I stand still, eyeing the stairs.

Allenby stops at the first landing. “What are you waiting for?”

“I’m in a bit of pain.”

“They made you feel fear,” she says. “I didn’t realize they also made you a whiney bitch.” She glances back, grinning wide.

Despite the circumstances and pain, Allenby manages to get a smile out of me and to sufficiently motivate me to tackle the staircase. Like the walk down the hall, each step simultaneously hurts and helps. By the top of the second flight, I’m in pain, top to bottom, but also feel stronger, more focused, and a little less fearful.

A little.

By the top of the sixth flight, I’ve worked up a question that’s been nagging at me. “How did it happen? With Maya.”

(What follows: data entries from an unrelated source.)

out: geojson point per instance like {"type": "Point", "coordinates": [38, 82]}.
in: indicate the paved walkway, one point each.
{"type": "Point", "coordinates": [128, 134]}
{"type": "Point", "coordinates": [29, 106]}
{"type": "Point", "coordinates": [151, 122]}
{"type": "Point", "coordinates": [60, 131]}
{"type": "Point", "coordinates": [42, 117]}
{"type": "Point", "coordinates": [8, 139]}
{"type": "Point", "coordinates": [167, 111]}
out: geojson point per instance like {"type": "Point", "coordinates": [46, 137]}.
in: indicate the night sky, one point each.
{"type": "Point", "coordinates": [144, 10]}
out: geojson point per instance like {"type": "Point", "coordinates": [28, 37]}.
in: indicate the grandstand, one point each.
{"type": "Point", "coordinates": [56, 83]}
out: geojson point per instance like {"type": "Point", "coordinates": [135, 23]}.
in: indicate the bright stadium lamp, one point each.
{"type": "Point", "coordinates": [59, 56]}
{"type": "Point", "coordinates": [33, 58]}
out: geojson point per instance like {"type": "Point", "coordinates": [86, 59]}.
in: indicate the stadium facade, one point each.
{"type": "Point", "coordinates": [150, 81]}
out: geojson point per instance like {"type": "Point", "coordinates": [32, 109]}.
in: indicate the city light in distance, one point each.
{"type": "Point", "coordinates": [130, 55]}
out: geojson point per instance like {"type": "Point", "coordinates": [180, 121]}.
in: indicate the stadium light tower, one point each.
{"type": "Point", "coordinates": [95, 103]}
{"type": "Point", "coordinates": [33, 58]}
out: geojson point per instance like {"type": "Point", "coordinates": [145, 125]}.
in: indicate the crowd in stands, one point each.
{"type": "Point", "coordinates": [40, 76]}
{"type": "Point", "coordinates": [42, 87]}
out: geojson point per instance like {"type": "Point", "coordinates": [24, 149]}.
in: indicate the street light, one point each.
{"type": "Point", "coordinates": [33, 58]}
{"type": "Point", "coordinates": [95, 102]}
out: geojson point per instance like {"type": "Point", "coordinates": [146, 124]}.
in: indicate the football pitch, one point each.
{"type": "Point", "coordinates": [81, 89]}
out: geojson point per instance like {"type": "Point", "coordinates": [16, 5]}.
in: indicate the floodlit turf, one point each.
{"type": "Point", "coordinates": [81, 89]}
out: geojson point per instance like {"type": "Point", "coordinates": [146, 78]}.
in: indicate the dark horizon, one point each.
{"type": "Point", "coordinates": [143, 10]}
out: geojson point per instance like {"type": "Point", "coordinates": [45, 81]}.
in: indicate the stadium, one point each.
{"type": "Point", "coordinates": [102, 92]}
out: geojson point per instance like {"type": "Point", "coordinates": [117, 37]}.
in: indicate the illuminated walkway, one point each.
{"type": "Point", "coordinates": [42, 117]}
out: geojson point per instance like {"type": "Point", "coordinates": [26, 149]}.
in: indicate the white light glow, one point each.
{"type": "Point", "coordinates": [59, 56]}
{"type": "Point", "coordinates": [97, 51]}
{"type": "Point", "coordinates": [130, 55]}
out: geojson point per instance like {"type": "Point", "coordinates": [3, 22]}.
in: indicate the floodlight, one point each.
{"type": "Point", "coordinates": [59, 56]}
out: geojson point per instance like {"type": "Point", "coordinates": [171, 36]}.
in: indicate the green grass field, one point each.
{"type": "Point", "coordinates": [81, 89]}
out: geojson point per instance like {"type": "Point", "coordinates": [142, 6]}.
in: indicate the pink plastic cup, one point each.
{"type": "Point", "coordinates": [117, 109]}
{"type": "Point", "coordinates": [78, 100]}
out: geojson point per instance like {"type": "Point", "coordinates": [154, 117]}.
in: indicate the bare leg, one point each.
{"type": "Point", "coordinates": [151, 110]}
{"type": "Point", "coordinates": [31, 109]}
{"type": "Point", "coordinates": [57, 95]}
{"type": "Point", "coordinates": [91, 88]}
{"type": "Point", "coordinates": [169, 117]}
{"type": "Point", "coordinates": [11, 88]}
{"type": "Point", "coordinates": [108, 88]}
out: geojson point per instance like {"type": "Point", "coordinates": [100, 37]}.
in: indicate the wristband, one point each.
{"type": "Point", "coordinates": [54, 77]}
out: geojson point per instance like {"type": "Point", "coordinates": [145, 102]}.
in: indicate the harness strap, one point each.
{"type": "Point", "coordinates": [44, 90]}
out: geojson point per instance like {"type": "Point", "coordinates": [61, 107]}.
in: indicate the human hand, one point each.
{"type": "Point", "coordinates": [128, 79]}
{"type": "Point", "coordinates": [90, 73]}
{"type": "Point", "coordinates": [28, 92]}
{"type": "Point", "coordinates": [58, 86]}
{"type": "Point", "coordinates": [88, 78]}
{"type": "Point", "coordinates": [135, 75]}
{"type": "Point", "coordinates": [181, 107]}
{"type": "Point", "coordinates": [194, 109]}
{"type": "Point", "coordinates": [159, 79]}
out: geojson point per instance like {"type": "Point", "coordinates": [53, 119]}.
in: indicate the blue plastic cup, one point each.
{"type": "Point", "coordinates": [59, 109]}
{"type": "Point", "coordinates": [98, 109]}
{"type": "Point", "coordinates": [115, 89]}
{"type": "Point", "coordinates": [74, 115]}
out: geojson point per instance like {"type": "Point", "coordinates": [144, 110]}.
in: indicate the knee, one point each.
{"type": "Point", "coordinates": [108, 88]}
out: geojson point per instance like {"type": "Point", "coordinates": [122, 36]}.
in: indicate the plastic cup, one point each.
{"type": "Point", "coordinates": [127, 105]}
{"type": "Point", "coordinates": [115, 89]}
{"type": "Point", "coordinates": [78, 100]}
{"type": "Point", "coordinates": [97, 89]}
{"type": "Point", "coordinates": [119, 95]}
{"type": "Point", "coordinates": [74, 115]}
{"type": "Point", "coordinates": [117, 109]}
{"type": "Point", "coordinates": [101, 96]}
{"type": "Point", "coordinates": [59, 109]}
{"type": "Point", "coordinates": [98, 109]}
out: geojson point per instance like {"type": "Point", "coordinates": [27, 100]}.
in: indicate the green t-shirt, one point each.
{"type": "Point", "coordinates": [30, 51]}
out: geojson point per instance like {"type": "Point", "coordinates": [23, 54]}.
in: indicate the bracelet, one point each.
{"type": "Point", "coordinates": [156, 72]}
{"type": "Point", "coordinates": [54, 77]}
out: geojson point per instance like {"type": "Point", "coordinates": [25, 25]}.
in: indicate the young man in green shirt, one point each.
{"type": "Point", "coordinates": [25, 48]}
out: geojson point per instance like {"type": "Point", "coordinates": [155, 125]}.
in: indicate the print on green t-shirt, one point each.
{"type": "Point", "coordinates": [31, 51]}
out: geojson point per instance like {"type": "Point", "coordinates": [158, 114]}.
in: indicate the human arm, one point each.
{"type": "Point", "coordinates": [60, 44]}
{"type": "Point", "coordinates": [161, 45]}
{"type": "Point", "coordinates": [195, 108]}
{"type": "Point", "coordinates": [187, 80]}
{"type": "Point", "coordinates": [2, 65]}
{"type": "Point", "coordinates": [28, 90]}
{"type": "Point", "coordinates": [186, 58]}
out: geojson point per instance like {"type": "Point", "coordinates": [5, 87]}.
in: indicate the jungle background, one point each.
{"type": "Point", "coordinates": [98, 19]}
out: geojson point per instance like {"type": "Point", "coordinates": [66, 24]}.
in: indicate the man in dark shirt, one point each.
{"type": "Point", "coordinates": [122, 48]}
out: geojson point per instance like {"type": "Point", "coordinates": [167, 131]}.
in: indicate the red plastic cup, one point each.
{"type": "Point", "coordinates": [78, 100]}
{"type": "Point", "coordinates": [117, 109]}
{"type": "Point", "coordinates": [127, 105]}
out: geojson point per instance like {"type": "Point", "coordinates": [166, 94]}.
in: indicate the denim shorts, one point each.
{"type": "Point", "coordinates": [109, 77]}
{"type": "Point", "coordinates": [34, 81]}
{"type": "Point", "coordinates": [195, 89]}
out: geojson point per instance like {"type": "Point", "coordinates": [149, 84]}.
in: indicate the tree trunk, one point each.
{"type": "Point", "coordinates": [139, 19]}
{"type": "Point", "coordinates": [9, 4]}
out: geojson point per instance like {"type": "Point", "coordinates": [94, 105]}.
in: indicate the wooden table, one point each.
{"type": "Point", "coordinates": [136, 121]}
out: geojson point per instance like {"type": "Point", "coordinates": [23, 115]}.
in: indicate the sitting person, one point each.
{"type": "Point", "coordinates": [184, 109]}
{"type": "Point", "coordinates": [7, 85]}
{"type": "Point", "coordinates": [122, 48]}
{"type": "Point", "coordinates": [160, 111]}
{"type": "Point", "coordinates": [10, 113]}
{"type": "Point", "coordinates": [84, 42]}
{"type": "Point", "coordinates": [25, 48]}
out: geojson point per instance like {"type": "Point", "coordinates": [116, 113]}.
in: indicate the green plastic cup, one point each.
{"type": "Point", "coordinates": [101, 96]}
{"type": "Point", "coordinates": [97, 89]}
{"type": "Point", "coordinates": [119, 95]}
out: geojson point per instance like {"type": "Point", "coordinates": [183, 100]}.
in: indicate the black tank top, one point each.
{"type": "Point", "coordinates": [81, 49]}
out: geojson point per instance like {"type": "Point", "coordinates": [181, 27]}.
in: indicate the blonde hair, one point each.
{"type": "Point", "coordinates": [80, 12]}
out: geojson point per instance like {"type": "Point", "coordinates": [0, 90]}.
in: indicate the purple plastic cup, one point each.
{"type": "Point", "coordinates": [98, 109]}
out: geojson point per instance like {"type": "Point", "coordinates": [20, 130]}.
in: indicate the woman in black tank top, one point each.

Allenby stops next to a door labeled 6. “What?”

“How was Maya taken?

She frowns. “All I saw were tentacles—”

“Medusa-hands.”

“Right. It reached out of thin air, wrapped her body in those…” She shivers. “It just yanked her away from me, and they both disappeared. I couldn’t do anything. They got to me with the fear.” She stares at the floor, shaking her head in shame. “I ran. Didn’t even look back.”

I haul myself up the final step. “It’s all in our heads. The fear.”

“What do you mean?”

“The Dread communicate without speaking. It’s like a network. Sounds like whispering, but it’s in your head. Not your ears. Thoughts are broadcast. The closer you are, the stronger the signal, and the louder the whisper. Their presence makes people uncomfortable. It’s like pressure waves moving through frequencies, rippling through to our world, where we feel them as brushes with the supernatural. The closer they are to our frequency, the stronger the overlapping ripple and sense of being watched, or followed, or hunted.”

Allenby grins. “Did they also make you smarter?”